Fiduciary Standards. Investment advisers have fiduciary obligations to act in clients' best interests. Using AI in ways that could expose client information or produce unsuitable recommendations creates fiduciary risk.
FINRA Rule 4511. Members must preserve records for specified periods and produce them upon regulatory request. AI interactions that inform customer communications may constitute records.
For an AI tool to be "safe" for finance, it needs to support compliance across all applicable frameworks while maintaining the audit trails regulators expect.
The Data Risk Landscape
Financial documents contain information that's both valuable to criminals and dangerous if mishandled:
Account information. Account numbers, routing numbers, portfolio holdings. The keys to customer assets.
Personal financial profiles. Net worth, income sources, investment objectives, risk tolerance. The information that drives suitability determinations.
Transaction records. Trading activity, wire transfers, cash movements.
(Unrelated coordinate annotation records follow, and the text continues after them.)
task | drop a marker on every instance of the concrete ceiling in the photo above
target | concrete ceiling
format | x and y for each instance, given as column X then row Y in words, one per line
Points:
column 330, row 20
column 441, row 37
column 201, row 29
Evidence of financial behavior that may have regulatory significance.
Advisory communications. Recommendations, analysis, rationale. The documentation that proves (or disproves) suitability.
Material nonpublic information. For firms handling public company clients, any information that could move markets if disclosed.
A single client file might contain information protected by GLBA, subject to SEC recordkeeping requirements, and relevant to fiduciary duties. Process that through an AI system without proper controls, and you've created exposure across multiple regulatory frameworks.
How Microsoft Copilot Handles Data
Microsoft offers multiple Copilot products with significantly different data handling:
Consumer Copilot (Bing, free tier). No enterprise agreements. Data may be used for model improvement. No Data Processing Agreement available. Should never be used with customer financial information.
Microsoft 365 Copilot (Business/Enterprise). Microsoft's December 2024 Cohasset assessment confirms that Microsoft 365 meets SEC Rule 17a-4 recordkeeping requirements. Enterprise customers get Microsoft's Data Processing Addendum. Prompts and responses are not used for training foundation models.
Copilot with Microsoft Purview. Purview Data Loss Prevention now supports Copilot interactions. Organizations can apply DLP policies to prevent sensitive information from being processed through AI.
Finance solution in Microsoft 365 Copilot. As of late 2024, Microsoft released finance-specific Copilot capabilities that connect to Dynamics 365 Finance and SAP. These operate within the enterprise compliance framework.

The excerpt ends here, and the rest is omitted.